The things people get wrong about learning to cook
A few persistent myths that slow beginners down that are worth naming and dismissing:
"You either have it or you don't." False. Cooking taste is developed, not innate. Your palate improves with exposure. Your instincts develop with repetition. There is no such thing as a person who "just can't cook". There are only people who haven't cooked enough yet.
"You have to follow the recipe exactly." Not always true. Recipes are guides, not laws. Once you understand the principles behind a dish such as the ratio of wet to dry, the order of adding flavours and the technique being used, you can adapt recipes to what you have and what you prefer. This is where cooking gets genuinely fun.
"You need expensive ingredients to make good food." Completely false. Some of the best cooking in the world (and certainly in Singapore) is built on humble, cheap ingredients: pork bones, beancurd, eggs, rice, a handful of aromatics. Technique and attention matter more than price.
"If it doesn't look like the photo, it failed." Presentation is a separate skill from cooking. Your food can look imperfect and taste extraordinary. Focus on flavour first. Everything else is secondary and comes with time.

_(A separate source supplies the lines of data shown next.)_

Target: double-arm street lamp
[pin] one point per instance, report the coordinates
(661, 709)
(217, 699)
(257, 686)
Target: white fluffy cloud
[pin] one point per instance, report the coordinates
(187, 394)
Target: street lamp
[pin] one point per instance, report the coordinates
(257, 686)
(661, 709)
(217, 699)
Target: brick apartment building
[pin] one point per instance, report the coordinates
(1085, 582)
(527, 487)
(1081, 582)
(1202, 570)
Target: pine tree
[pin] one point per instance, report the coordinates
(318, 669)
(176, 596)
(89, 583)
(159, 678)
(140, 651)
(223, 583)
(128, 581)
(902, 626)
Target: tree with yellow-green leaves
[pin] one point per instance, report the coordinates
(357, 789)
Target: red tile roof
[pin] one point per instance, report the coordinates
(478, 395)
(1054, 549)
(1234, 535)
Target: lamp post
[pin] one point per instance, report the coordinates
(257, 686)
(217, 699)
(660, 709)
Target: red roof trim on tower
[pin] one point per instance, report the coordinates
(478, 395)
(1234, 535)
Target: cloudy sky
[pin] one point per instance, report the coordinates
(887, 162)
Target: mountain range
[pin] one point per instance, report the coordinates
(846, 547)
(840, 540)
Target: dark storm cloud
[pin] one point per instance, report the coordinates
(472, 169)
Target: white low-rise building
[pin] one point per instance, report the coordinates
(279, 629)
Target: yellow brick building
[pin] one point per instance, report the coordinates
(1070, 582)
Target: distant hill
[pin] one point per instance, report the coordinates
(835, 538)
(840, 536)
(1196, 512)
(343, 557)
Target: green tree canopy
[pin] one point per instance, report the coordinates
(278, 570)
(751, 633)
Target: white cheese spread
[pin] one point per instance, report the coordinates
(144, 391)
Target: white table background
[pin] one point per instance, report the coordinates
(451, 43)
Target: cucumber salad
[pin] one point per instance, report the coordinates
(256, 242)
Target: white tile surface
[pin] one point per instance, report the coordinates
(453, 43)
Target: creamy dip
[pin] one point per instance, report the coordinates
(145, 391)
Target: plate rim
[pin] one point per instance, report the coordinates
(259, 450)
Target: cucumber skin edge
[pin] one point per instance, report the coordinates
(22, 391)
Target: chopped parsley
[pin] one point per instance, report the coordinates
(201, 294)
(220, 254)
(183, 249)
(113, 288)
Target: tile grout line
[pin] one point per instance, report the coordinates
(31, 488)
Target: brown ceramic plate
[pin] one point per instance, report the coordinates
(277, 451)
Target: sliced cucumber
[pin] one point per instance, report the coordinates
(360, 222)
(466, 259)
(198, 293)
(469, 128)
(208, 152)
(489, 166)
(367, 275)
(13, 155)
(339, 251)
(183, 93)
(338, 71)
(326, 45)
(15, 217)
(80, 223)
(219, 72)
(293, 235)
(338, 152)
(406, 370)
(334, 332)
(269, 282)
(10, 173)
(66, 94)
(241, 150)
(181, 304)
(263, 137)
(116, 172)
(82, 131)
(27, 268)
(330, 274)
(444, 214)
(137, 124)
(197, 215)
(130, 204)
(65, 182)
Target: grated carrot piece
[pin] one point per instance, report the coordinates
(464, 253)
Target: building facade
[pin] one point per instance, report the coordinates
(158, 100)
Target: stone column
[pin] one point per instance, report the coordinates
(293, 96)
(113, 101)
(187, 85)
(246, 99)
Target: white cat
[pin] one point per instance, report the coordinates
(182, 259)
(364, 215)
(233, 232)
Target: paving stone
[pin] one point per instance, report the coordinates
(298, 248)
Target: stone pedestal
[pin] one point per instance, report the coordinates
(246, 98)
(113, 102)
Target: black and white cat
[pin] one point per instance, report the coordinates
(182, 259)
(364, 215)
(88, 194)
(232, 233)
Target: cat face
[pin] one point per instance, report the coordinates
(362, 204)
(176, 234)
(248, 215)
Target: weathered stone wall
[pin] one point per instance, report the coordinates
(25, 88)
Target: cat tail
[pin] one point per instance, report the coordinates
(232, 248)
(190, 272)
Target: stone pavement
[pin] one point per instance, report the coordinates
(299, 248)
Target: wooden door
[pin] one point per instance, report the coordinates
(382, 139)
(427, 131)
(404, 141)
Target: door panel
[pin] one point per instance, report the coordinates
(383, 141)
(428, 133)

"Mistakes mean you're not cut out for this." Every mistake is information. Burnt garlic tells you the heat was too high. Dry chicken tells you it cooked too long. Bland soup tells you it needs more seasoning and probably some acid. Name what went wrong, understand why, and you'll never make the same mistake twice.
Now... the real reason we wrote this
Ownmades exists because we believe something that most food apps have forgotten: the best food in Singapore isn't in the restaurants. It's in the home kitchens.
But here's the thing. Before you can share your cooking, you have to find it. You have to discover what you can do when you stop ordering in and start cooking for yourself. You have to make all the bad batches and the learning-curve dishes and the "this is fine but not there yet" experiments. Eventually, a day will come when you make something and someone tastes it and asks you where you learned to do that.
That's the journey. And it starts in your own kitchen. Tonight if you want.
You don't need a course. You don't need a certificate. You don't need anyone's permission. You just need a pan, a few ingredients, and the willingness to try something you've never done before.
Everything else comes from doing. You are a legend and you definitely got this. Lock in, twin.